Kerstin Decker, geboren 1962 in Leipzig, promovierte Philosophin, ist Autorin des 'Tagesspiegel'. Zahlreiche Buchveröffentlichungen, darunter 'Lou Andreas-Salomé. Der bittersüße Funke Ich' und 'Nietzsche und Wagner. Geschichte einer Hassliebe'. Im Berlin Verlag erschienen 2015 'Meine Farm in Afrika. Das Leben der Frieda von Bülow' und 2016 'Die Schwester. Das Leben der Elisabeth Förster-Nietzsche'. Kerstin Decker lebt in Berlin.
Autorentext
Kerstin Decker, geboren 1962 in Leipzig, ist promovierte Philosophin und Autorin des »Tagesspiegel«. Sie veröffentlichte zahlreiche Bücher, darunter die hochgelobten Biografien über Lou Andreas-Salomé, Frieda von Bülow, Elisabeth Förster-Nietzsche und Franziska zu Reventlow.
Leseprobe
Allein in Tautenburg
(Elisabeth)
Es ist unmöglich, aber wahr: Ihr Bruder liebt eine andere. Bis eben war sie die einzige Frau in seinem Leben, und nun? Sie hätte das nie geglaubt, er ist nie von einem weiblichen Wesen nur halb so begeistert gewesen4, doch es ist geschehen.
Das ist Verrat.
Wann gab es ein Band zwischen Bruder und Schwester, so eng, so unauflöslich wie das ihre? Der unbedingte Beistandspakt zwischen ihnen, nie unterzeichnet und doch gültig von Ewigkeit zu Ewigkeit, er hat ihn gebrochen. Wegen einer Frau. Aber was heißt Frau? Wegen dieses Kuriosums von einem Weibe: Dieselbe Größe wie ihre Mutter, dieselbe unmöglich dünne Taille, derselbe hochgewölbte Busen (so daß man beim Anblick dieses Oberkörpers immer im Zweifel war, ob der obere oder der untere Theil der unnatürlichste sei) ... Und das ist erst der Anfang von Elisabeths Lou-Porträt5.
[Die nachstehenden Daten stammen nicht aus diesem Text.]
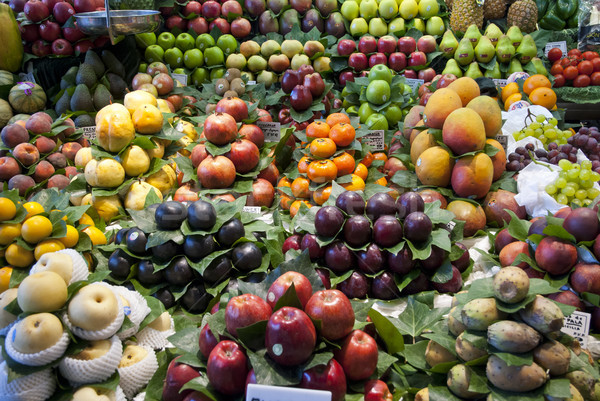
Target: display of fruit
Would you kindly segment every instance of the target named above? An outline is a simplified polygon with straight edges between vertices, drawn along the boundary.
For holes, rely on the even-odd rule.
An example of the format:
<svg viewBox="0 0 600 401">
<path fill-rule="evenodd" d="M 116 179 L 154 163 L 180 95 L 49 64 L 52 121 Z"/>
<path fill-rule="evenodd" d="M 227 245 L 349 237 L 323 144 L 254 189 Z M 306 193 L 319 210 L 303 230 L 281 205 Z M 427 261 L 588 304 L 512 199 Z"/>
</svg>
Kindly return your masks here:
<svg viewBox="0 0 600 401">
<path fill-rule="evenodd" d="M 566 56 L 558 48 L 550 49 L 548 60 L 552 63 L 550 74 L 554 76 L 553 86 L 585 88 L 600 85 L 600 55 L 597 52 L 569 50 Z"/>
<path fill-rule="evenodd" d="M 547 118 L 543 114 L 535 116 L 529 113 L 525 119 L 527 125 L 520 131 L 512 133 L 515 141 L 520 141 L 527 137 L 534 137 L 544 144 L 546 150 L 551 150 L 551 143 L 556 145 L 566 145 L 573 136 L 571 130 L 561 130 L 557 127 L 558 120 L 556 118 Z M 573 140 L 571 140 L 571 142 L 573 142 Z M 565 153 L 568 154 L 570 152 Z M 575 150 L 575 153 L 577 153 L 577 150 Z M 550 158 L 552 158 L 552 156 L 550 156 Z"/>
<path fill-rule="evenodd" d="M 519 86 L 521 81 L 523 89 Z M 506 111 L 526 108 L 532 104 L 556 110 L 556 92 L 551 88 L 550 80 L 540 74 L 518 77 L 515 82 L 508 83 L 502 88 L 501 99 Z"/>
<path fill-rule="evenodd" d="M 536 2 L 538 8 L 538 24 L 540 29 L 560 31 L 579 26 L 579 1 L 542 1 Z"/>
<path fill-rule="evenodd" d="M 600 172 L 598 169 L 600 164 L 595 163 L 600 161 L 600 155 L 598 154 L 598 151 L 600 150 L 600 148 L 598 148 L 599 139 L 600 132 L 598 132 L 598 127 L 581 127 L 575 135 L 567 140 L 574 148 L 581 149 L 587 158 L 592 161 L 592 168 L 597 173 Z"/>
<path fill-rule="evenodd" d="M 36 83 L 17 82 L 8 93 L 8 102 L 17 113 L 33 114 L 46 107 L 46 92 Z"/>
<path fill-rule="evenodd" d="M 0 31 L 4 44 L 0 50 L 0 70 L 17 72 L 23 60 L 19 25 L 8 4 L 0 4 Z"/>
<path fill-rule="evenodd" d="M 546 193 L 561 205 L 591 205 L 600 194 L 597 186 L 594 187 L 600 181 L 600 174 L 592 171 L 592 162 L 585 160 L 579 164 L 563 159 L 558 166 L 562 171 L 556 181 L 546 186 Z"/>
</svg>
Dass Fritz einmal so werden konnte, wie er in diesem Sommer war, so - wie soll sie das nur sagen? - eben so wie seine Bücher. Ja, das ist wohl der erschütterndste Befund dieses August 1882, und sie sieht sich außerstande, es noch länger vor sich zu verbergen: Fritz ist anders geworden er i s t so wie seine Bücher.6 Für alle, die in diesem Satz etwas vermissen, sei es gleich gesagt: Elisabeth Nietzsche setzt Kommas nur äußerst sparsam, eher gar nicht. Satzzeichen, weiß sie, sind Prothesen für Minderbegabte, die sich allein mit ihrer natürlichen Intelligenz in einem Text nicht zurechtfinden.
Die Schwester des Philosophen harrt weltverloren allein in einem thüringischen Kleinstort aus, und zwar so: Ich bin halbe Tagelang einsam in den dichtesten Wäldern herumgeirrt7. Es ist Ende August, fast alle Badegäste sind schon weg, auch ihr Bruder und das Mädchen, dem seine Teilnahme gilt. Drei Wochen lang war sie das dritte Rad am Wagen gewesen, aber nein, das ist ungenau: Dieser Wagen hatte von Anfang an nur zwei Räder, das Friedrich- und das Lou-Rad, sie waren Gleichrollende, 21 Tage lang.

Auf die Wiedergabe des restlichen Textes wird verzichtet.